Though he has certainly perpetuated it, this mess is not entirely Obama’s fault. Undeclared, ill-advised wars have been a constant for my entire adult life, and it’s only in that context that Obama managed to pass himself off as a “peace candidate” who would make American foreign policy more realistic and responsible.

Neither is Obama the most aggressive officer of the global police department headquartered in Washington, D.C. He has been reluctant to establish a no-fly zone over Syria—despite the rabid urging of hawks like Hillary Clinton and Lindsey Graham—apparently wary of the real risksuch a decision poses in terms of igniting war with Russia.

 

All of this represents exactly the sort of quagmire our country was, from its very outset, supposed to avoid.

While many of the Founders spoke of the necessity of a restrained and strictly defensive foreign policy, perhaps John Quincy Adams’ foreign policy speech on Independence Day, 1821 is the single best expression of this view.
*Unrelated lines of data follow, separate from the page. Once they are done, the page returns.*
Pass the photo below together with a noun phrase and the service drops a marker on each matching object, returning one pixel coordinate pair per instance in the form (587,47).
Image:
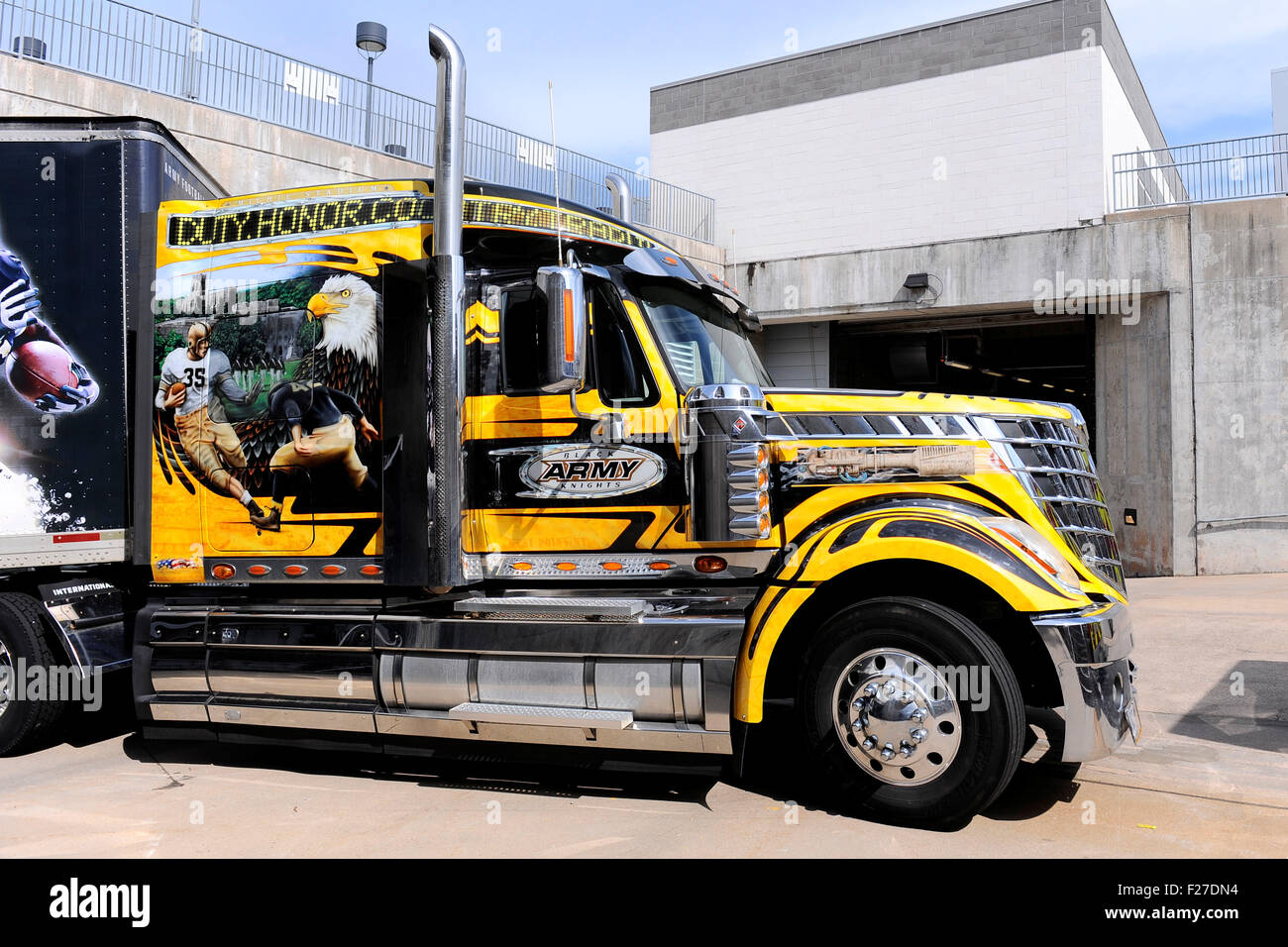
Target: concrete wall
(1145,445)
(1192,372)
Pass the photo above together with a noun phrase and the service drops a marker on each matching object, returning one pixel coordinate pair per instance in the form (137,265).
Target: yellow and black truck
(442,460)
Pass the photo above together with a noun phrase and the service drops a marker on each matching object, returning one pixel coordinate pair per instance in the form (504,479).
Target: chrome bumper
(1090,652)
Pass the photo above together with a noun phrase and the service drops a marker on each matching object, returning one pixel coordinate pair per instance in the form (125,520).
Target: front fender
(945,536)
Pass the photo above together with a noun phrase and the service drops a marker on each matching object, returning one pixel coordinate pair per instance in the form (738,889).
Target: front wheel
(24,646)
(912,710)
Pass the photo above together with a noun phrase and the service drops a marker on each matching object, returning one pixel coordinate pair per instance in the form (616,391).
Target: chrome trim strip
(527,714)
(743,564)
(638,736)
(294,718)
(180,711)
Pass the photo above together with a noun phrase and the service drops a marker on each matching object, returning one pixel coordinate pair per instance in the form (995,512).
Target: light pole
(373,39)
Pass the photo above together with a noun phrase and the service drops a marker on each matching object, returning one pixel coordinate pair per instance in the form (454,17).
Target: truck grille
(1060,475)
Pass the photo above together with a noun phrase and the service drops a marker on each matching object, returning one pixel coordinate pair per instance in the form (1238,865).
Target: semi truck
(441,460)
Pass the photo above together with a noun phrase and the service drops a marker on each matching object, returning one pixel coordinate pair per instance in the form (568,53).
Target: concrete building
(979,154)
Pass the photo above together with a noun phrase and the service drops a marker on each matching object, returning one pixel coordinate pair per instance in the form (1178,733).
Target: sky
(1205,64)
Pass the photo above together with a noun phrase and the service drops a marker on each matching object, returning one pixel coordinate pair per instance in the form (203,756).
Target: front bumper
(1090,651)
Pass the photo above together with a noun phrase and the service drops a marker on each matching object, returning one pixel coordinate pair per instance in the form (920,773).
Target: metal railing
(120,43)
(1225,170)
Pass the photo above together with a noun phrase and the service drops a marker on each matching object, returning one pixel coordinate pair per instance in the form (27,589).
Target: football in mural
(39,368)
After reading the full text of the Declaration of Independence, Adams—then serving as secretary of state—posed a question: what has America done for the good of humanity?

Were that question asked today, it’s not hard to imagine how it would be answered: America is a champion of individual rights and an innovative economic powerhouse.

Oh, and also—so the line goes—our active, interventionist military is the unique guarantor of freedom worldwide.

In Wilsonian terms, the good America has done for humanity is “making the world safe for democracy.” Or, to put it another way, the modern answer to Adams’ question is that we’re the world’s policeman.

Thus, for example, Governor Scott Walker said before ending his presidential campaign that it is the United States’ job to “to lead in the world,” which he defined as making sure that anyone who wants freedom gets it. Jeb Bush similar averred that American “leadership in the world…is more necessary than ever,” and that leadership looks a lot like more military intervention in the Middle East.

On the left, Hillary Clinton has argued that America and America alone “can mobilize common action on a global scale” to lead the world’s war on terror. Obama shares her view. In fact, he used his acceptance speech for the Nobel Peace Prize to describe our world policeman role in glowing terms: “The United States of America has helped underwrite global security for more than six decades with the blood of our citizens and the strength of our arms.”

But Adams’ own answer was very different. “Let our answer be this,” he said, “America, with the same voice which spoke herself into existence as a nation, proclaimed to mankind the inextinguishable rights of human nature, and the only lawful foundations of government.”

Yet proclaiming and living by those principles does not, he quickly added, mean enforcing them worldwide: America “has abstained from interference in the concerns of others, even when the conflict has been for principles to which she clings” (emphasis added).

And though always the “well-wisher to the freedom and independence of all,” Adams continued, America “goes not abroad in search of monsters to destroy” for she “is the champion and vindicator only of her own.”

What made the United States special—what the early republic gave to humanity—was a model of what it looks like live free and mind one’s own business. That was what Adams and America’s other Founders believed was remarkable about our country. That’s what was supposed to make us exceptional.

Adams directed the conclusion of his speech at Great Britain, which less than a decade earlier had fought the U.S. in the War of 1812. The glory of America, he said, is “not dominion, but liberty;” not empire, but commerce; not conquest, but peace.

To Britain, he said, “Go thou and do likewise!” Could Adams see America today, he would no doubt say the same.